The definition from the curriculum states: To comply with the GIPS standards, a firm must be an investment firm, subsidiary, or division held out to clients or potential clients as a distinct business entity (I.0.A.12; emphasis added). The GIPS Glossary entry defines a distinct business entity as a “unit, division, department, or office that is organizationally and functionally segregated from other units, divisions, departments, or offices and that retains discretion over the assets it manages and that should have autonomy over the investment decision- making process.” Possible criteria for identifying a distinct business entity are the organization being a legal entity, having a distinct market or client type, or using a separate and distinct investment process.
Anyone have an easier way to pick out firms that can/shouldn’t claim compliance??
Basically if a group is being held out as a distinc entity then it can claim compliance. Whether it be a legal entity, division, group, etc, if the public views it as seperate entity then it can claim compliance.
Also the firm must be the one making their own investment decision.
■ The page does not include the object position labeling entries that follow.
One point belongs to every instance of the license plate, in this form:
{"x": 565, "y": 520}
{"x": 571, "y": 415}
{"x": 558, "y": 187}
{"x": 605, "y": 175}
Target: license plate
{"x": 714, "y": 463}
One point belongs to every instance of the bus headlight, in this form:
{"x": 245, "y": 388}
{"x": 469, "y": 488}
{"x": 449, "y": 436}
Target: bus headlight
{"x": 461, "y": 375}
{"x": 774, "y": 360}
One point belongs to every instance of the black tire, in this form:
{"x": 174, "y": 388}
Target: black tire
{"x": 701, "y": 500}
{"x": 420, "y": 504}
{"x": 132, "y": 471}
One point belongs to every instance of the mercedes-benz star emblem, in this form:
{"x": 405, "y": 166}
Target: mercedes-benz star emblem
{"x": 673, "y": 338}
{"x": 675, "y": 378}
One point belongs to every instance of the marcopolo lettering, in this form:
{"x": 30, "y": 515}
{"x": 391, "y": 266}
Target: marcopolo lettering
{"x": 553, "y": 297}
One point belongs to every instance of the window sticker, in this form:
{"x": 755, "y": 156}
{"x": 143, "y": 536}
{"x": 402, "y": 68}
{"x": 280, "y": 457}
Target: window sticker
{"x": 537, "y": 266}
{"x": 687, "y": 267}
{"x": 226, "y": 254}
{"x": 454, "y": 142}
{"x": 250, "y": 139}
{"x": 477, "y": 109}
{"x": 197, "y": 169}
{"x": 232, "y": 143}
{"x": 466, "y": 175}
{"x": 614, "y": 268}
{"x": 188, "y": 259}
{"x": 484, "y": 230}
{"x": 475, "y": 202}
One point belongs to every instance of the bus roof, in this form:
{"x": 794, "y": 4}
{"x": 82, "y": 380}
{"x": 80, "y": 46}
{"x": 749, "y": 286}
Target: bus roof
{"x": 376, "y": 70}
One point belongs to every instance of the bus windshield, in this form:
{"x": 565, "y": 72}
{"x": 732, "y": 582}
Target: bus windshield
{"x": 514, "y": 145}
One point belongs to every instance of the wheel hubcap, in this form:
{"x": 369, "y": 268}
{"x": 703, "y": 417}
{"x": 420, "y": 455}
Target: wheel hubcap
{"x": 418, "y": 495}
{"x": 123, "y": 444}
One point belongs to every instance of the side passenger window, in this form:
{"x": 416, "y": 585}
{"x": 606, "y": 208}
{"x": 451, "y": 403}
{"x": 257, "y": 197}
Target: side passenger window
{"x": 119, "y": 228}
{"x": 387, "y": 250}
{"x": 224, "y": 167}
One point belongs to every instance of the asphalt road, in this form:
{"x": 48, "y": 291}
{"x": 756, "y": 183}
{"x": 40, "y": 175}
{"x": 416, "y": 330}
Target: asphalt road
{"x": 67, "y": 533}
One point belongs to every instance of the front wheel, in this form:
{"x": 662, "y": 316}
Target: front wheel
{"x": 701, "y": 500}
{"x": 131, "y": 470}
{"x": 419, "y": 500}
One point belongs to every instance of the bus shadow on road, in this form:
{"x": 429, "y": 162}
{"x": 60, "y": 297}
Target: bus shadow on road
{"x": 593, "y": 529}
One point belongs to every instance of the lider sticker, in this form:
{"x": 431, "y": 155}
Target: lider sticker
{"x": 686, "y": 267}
The parent cannot be the one doing the decision making or have the same decision makers. The “logic” for it is if they’re the same investment divison makers using similar process and committes why the heck aren’t they the same firm. It is to prevent firms from just spinning out a divison who are GIPS compliant and the parent stay non-compliant. I think there was a question asking these realationships in either mock or EOC.
I can’t find it now, but I remeber a question in some practice test that said a “firm” could not claim compliance as a separate entity bc it shared back office functions with another part of the company, but then a separate question elsewhere which implied that such back office sharing wasn’t important as long as investment decisions, etc, were indepdendent. Sorry, wish I could cite the questions… Any thoughts on this?